La información como educación no trata de enseñar a la mujer o al hombre qué pensar y qué hacer, sino cómo pensar y cómo hacer para que piensen autónomamente, sin merma alguna de su libertad y de su responsabilidad. Como ya hemos señalado anteriormente, el informador debe hacer que el ser humano desarrolle su propia personalidad, de ahí la utilización de los medios de comunicación en las aulas de Primaria o Secundaria.

En muchas ocasiones, las personas no desarrollan el sentido de titularidad de unos mínimos derechos sociales, pero poseen una sorprendente capacidad de intuición que el informador tiene que estimular haciendo que se racionalicen a través de una información educativa eficaz. Mediante su consolidación, la sociedad adquirirá conciencia firme de sus valores morales y de sus propios derechos para su aplicación en su vida privada y pública.

5. A modo de conclusión

El mayor grado de formación que se consiga en los alumnos hará más difícilmente penetrable la información, al perfeccionarse sus filtros de criterio y selección.

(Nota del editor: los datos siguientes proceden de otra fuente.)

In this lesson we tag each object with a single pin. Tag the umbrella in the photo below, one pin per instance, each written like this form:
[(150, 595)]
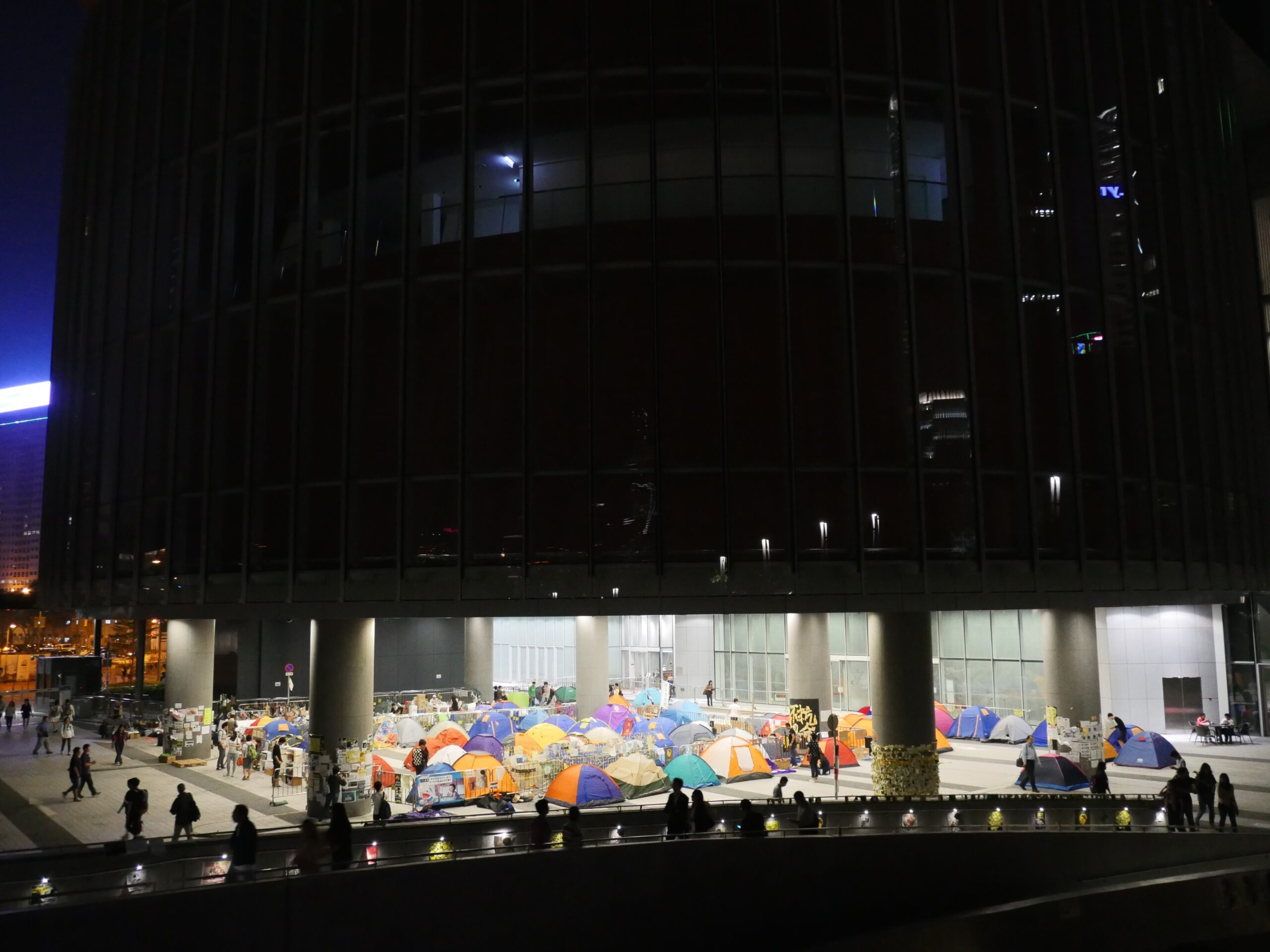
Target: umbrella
[(545, 734), (690, 733), (484, 743)]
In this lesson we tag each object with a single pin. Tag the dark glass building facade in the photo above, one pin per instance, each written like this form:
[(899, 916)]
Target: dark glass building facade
[(502, 302)]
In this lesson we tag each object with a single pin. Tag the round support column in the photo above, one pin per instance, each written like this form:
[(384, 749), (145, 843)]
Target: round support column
[(810, 659), (189, 678), (341, 701), (1070, 648), (479, 656), (902, 699), (591, 662)]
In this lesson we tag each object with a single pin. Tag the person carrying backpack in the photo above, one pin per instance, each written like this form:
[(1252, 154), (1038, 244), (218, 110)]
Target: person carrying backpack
[(185, 813)]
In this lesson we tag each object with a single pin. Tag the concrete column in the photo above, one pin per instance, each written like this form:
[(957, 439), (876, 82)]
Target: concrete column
[(1070, 647), (189, 681), (902, 697), (591, 662), (341, 696), (808, 642), (479, 656)]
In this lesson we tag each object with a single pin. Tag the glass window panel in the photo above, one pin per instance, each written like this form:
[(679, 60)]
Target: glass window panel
[(1009, 686), (837, 634), (952, 635), (1005, 635), (858, 634), (978, 635), (980, 687)]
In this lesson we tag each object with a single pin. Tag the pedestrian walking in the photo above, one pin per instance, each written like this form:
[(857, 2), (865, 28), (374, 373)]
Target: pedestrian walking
[(42, 735), (136, 804), (185, 813), (540, 831), (677, 812), (339, 835), (702, 821), (242, 847), (73, 770), (1226, 805), (1030, 761), (87, 771), (1206, 791)]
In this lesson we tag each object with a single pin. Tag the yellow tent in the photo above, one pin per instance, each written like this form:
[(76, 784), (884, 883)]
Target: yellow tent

La sociedad, en definitiva, se hará más crítica con la información puesto que dispondrá de mejores y mayores contrastes intelectuales y morales para medir la calidad de la información y reaccionar ante ella. De ahí que se deba potenciar y cuidar la relación no sólo «escuelamedios de comunicación», sino también «información- educación». Estas mejoras redundarán en una progresiva perfección profesional de los comunicadores sociales, a la vez que confirmarán el cumplimiento de la función formativa de la información.

Para educar, un requisito indispensable es la formación permanente de los profesores, como pretende fomentar la LOGSE. De la misma manera, el informador debe procurar mantener un continuo aprendizaje, si desea que precisamente su función educadora no merme ni se estanque.